Dec 24 2017 07:43 AM
Good day all!
I'm working on trying to troubleshoot some S2D performance issues (or so I assume they are issues). I'm seeing very low write speeds.
My Setup:
4x Nodes with each node having
- 4x 2TB Samsung 850 Pro
- 8x 4TB HGST 7.2k RPD rust
- 64GB Memory
- E5-2670v2 processors
- LSI/Avago/Broadcom/Whoever they are today 9300-8i HBA running latest firmware
- 2X Mellanox ConnextX3 flashed with 2.4.5030 firmware (read the latest was buggy)

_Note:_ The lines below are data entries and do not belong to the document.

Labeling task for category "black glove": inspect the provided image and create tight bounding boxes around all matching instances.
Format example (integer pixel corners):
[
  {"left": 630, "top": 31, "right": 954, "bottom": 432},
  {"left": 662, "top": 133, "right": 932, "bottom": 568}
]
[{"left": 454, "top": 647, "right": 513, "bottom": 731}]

My initial configuration was 100% 3-way mirror of HDD with SSD as cache. Saw poor performance so I yanked all the HDD and created a 3-way mirror out of just SSD. Performance wasn't much better.
Read performance isn't horrible, however when transferring a VHDX to S2D, I was only getting about 75-100MB/s. I realize that file transfers is not an optimal test, however at those speeds it will literally take ages from my to live migrate VM's to storage with this performance. I could also tell the VM's running on S2D were impacted by the import of other VM's as well so I'm fairly certain something wrong.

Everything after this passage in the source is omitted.